A New Year, New Perspectives, and New Sadness
This week, as many Asian American communities celebrate Lunar New Year, shootings in Monterey Park and Half Moon Bay serve as a backdrop.
As the investigations continue, and we send love to the families who lost loved ones, I’m reminded of how important gathering places are for communities of color. They have long offered safe, and brave spaces, where we can be with others who share our history and our lived experiences.
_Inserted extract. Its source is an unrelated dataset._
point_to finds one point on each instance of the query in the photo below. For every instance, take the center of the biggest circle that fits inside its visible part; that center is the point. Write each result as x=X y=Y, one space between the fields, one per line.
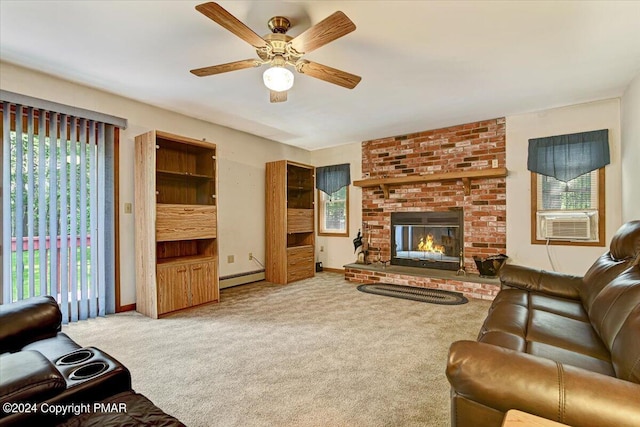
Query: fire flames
x=430 y=246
But those spaces are often violated, as they were in 2018 at the Tree of Life Synagogue in Pittsburgh; in Orlando in 2016, at the Pulse nightclub, at the Emanuel AME Church in Charleston in 2015, or in 2012 at a Sikh gurdwara in Oak Creek.
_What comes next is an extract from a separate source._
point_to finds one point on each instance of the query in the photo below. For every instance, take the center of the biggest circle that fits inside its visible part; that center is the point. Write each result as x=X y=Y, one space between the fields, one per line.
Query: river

I come to this week thinking of all these incidents and many more, of the gun violence epidemic, and of our fragile place in this project called America.
Truth be told, I don’t really have words of reassurance, so I’m going to offer some thoughts about our own healing.
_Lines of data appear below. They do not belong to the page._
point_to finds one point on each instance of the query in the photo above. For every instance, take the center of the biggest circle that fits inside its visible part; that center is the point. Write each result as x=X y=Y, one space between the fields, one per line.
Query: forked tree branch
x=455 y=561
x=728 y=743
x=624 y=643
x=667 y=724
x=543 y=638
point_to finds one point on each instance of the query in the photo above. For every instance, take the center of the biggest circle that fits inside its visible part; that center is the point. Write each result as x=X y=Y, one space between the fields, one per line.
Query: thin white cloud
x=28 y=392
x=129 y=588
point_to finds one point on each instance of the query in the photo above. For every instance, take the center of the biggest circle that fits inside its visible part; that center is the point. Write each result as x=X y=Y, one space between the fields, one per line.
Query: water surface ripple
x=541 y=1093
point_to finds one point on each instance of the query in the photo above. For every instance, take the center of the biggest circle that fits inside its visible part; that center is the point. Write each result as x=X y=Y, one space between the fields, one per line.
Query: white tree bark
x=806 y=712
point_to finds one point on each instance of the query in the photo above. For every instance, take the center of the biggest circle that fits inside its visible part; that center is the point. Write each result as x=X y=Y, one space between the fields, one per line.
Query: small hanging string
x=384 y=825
We often focus on January 1 as the be all-end all for starting anew. But with the Lunar New Year, we have yet another opportunity to start again – a new practice, perhaps, that didn’t get kicked off on January 1. Or you could do so on March 21, which is Nowruz, the Iranian New Year; or the beginning of summer or the school year; or Diwali in the Fall.
How can we think of new personal beginnings - a birthday, a new job, a new home, a new city, a new relationship. How each day is an opportunity to begin anew, the morning sunlight sweeping us up in its embrace and melting away the previous day’s fears and anxieties.
We are on a journey toward healing, which is not linear. Sometimes our healing and grieving is a prelude to abundant joy, and sometimes it’s the foundation on which more grief will cement itself.
So let’s take it one day, and one breath, at a time.